Vorrei farvi vedere una cosetta:



Si tratta dell'Indice FTSE Athens, quello dei titoli più capitalizzati (potete ridere) della borsa di Atene.


In 5 sedute è sceso da 336pti a 275pti ovvero del 18,15%. Come mai? E' solo un salutare storno dopo una galoppata dai minimi?


No non è uno storno perchè gli eventi politici stanno precipitando in Grecia. In particolare pare che il Pasok si stia lentamente sfaldando:


da Repubblica

ATENE - Ciak, si gira. Tragedia greca, l'ultima spiaggia. Atto sesto (o settimo o ottavo, ormai si è perso il conto). Il governo di Antonis Samaras si avvicina con il fiato corto all'ennesima settimana decisiva per il futuro di Atene. La Corte dei Conti ha definito ieri "incostituzionali" le riforme pensionistiche approvate negli ultimi anni. ....

Le ultime settimane, in effetti, hanno segnato diverse novità. I falchi tedeschi sembrano essersi ammorbiditi. Quasi tutti danno per scontato l'ok al nuovo pacchetto di aiuti necessario ad evitare il crac ellenico (il 16 novembre scade un bond da 5 miliardi). Il problema è che il via libera a questa tranche di 31 miliardi è subordinato all'ok del Parlamento di Atene alla nuova manovra finanziaria da 13,5 miliardi, fatta di altri tagli alle pensioni e agli stipendi e di un giro di vite sulla pubblica amministrazione. E il governo Samaras - forte di una maggioranza teorica di 177 seggi su 300 - continua a perdere pezzi. Fiaccato in particolare dalla drammatica crisi dei socialisti del Pasok, il partito che per 40 anni ha governato il paese assieme al centrodestra di Nea Demokratia.
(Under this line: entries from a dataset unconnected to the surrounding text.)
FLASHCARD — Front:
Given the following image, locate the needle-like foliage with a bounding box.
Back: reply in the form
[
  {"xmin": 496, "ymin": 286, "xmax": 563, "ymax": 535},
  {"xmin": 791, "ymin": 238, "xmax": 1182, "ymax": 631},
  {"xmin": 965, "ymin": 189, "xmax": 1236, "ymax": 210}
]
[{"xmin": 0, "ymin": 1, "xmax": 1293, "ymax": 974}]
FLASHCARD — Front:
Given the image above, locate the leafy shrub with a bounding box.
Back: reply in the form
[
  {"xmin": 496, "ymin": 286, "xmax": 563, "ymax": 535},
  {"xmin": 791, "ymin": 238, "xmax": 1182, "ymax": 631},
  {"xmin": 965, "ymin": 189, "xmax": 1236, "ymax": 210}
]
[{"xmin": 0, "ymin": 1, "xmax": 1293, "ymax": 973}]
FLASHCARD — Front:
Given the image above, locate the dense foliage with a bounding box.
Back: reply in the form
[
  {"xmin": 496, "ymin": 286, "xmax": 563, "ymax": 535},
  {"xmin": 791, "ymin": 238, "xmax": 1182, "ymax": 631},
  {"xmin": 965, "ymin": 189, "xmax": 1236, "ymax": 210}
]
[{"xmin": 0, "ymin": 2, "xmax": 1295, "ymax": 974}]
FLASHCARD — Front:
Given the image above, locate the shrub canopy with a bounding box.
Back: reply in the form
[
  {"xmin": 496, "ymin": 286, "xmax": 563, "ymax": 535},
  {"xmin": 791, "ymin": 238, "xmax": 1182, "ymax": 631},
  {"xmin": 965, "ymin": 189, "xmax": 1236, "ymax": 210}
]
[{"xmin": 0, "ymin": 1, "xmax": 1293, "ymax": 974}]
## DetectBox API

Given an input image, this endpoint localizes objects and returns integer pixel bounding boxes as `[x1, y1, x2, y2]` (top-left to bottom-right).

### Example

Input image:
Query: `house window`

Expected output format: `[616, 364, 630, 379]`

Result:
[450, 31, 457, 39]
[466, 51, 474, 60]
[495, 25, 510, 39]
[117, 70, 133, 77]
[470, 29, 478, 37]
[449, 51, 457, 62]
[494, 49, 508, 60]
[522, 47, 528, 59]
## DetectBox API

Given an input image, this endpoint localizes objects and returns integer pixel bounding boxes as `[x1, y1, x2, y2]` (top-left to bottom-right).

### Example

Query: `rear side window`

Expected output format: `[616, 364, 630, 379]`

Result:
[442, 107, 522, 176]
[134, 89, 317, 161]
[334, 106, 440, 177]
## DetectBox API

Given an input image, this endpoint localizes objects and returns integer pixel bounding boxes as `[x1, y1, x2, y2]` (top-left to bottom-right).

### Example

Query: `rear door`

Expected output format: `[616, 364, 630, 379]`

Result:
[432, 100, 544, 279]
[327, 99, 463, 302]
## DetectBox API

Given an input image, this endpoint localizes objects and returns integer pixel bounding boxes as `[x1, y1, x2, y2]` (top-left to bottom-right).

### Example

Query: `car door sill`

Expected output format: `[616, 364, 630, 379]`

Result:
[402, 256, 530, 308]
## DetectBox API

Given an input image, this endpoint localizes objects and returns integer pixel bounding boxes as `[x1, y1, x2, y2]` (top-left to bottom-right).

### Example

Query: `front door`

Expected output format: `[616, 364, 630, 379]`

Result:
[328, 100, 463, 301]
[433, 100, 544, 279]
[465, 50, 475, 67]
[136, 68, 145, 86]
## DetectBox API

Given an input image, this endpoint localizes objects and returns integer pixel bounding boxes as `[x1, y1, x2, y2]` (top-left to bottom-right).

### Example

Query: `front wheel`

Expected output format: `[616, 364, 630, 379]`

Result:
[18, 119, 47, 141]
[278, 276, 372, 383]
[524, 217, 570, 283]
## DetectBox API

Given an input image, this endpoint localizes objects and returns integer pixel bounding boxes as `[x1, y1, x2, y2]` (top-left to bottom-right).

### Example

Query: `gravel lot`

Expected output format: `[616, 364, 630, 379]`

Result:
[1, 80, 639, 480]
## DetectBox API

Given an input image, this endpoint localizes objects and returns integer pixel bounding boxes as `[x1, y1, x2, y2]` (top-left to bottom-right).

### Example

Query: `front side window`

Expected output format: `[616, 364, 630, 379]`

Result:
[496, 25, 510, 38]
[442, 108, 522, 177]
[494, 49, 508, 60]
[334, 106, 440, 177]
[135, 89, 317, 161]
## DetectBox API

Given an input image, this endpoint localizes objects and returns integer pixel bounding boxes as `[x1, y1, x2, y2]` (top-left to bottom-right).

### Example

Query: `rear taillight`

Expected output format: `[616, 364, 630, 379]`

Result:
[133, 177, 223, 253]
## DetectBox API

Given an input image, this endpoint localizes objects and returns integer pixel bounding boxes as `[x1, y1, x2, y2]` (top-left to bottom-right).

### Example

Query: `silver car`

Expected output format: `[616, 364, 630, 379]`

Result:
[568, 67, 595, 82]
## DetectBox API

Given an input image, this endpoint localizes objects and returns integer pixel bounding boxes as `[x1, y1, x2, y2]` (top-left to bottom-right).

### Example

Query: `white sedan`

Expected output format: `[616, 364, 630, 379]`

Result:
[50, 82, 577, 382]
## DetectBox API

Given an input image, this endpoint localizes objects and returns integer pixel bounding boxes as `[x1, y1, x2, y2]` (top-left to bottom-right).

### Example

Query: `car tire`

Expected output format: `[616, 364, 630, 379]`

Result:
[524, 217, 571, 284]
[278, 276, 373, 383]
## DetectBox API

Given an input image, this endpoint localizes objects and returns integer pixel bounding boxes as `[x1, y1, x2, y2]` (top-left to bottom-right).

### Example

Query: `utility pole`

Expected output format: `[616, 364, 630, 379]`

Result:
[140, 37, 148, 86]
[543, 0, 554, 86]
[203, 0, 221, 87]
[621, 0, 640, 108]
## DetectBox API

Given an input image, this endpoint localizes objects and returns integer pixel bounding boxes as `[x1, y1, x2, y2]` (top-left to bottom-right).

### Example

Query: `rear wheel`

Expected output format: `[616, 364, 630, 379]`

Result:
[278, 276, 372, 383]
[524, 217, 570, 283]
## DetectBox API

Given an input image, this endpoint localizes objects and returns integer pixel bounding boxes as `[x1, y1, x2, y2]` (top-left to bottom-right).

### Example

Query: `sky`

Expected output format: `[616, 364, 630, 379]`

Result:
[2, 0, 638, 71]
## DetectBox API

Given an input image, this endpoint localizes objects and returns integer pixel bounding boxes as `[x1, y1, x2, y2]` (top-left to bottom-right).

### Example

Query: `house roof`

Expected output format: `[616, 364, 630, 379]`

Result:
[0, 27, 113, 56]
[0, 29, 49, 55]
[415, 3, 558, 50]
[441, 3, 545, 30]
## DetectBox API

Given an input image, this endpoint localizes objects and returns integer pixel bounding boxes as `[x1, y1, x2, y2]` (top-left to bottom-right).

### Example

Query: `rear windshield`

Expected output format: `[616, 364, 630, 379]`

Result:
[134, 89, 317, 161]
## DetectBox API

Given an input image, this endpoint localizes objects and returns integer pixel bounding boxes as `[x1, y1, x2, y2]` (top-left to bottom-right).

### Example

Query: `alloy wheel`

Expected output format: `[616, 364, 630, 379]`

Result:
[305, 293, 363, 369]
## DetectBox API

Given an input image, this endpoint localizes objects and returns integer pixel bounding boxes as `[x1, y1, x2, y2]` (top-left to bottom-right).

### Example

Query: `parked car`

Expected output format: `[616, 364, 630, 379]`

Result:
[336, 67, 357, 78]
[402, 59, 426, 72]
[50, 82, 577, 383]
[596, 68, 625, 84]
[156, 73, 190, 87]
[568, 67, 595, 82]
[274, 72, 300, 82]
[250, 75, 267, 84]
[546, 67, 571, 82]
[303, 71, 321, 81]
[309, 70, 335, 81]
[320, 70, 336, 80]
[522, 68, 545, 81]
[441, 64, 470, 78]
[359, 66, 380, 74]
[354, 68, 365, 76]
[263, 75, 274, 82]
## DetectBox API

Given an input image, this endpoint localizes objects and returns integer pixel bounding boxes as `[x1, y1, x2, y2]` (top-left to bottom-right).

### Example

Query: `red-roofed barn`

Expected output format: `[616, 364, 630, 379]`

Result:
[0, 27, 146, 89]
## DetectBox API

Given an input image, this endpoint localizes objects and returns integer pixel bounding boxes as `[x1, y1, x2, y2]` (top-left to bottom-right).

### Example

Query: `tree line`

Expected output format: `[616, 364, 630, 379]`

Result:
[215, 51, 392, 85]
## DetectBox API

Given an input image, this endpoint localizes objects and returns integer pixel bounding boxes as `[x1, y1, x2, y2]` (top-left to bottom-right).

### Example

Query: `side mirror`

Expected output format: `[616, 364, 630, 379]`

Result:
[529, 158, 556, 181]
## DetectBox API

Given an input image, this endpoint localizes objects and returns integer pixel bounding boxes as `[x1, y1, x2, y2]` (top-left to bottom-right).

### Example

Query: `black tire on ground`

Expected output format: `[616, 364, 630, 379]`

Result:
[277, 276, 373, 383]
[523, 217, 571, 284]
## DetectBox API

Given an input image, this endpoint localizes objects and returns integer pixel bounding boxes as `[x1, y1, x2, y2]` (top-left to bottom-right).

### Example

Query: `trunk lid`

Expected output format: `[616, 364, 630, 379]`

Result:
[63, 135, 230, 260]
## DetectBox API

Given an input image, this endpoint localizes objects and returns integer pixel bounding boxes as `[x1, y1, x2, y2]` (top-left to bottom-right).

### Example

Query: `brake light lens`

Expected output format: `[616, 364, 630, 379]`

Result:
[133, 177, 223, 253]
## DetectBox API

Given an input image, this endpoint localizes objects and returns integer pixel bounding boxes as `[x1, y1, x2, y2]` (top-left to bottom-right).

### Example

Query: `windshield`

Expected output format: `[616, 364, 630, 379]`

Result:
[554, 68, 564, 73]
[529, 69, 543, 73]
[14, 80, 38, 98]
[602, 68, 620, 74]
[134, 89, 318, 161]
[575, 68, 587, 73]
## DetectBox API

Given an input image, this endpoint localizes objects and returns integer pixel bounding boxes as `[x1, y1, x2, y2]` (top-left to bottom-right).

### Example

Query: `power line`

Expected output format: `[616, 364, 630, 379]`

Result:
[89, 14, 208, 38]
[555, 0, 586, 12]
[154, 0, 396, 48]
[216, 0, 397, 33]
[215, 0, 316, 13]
Il leader Evangelis Venizelos, fiaccato pure dalla cattiva gestione della crisi sulla lista Lagarde degli evasori, fatica a tenere in pugno il partito. L'ex ministro della salute Marliza Xenogiannakopoulos ha annunciato ieri il suo addio al movimento. E nella votazione di mercoledì sulle privatizzazioni il governo ha vinto per il rotto della cuffia dopo che ben 17 membri del Pasok hanno votato "no" contro le indicazioni del vertice, per protesta contro le misure d'austerità. Il timore è che la diaspora continui. E che la maggioranza non riesca ad approvare mercoledì le nuove misure, aprendo una crisi dagli esiti imprevedibili. A complicare la vita dell'esecutivo pure il no della Corte dei Conti alla riforma delle pensioni, uno degli architravi delle manovre economiche di Samaras.


La matematica dice che 177 voti pro Troika, meno 17 ribelli del Pasok fa 160. Ancora 10 voti di margine per tenere insieme i pezzi.

Mercoledì 7 Novembre, il parlamento greco è chiamato a votare l'ultimo (cioè l'ultimo della serie ma non veramente "l'ultimo" pacchetto di austerità concordato con la Troika. Non è detto che passi e in quel caso sarà Grexit.

Ricordiamoci sempre che le bancarotte sono eventi politici non economici.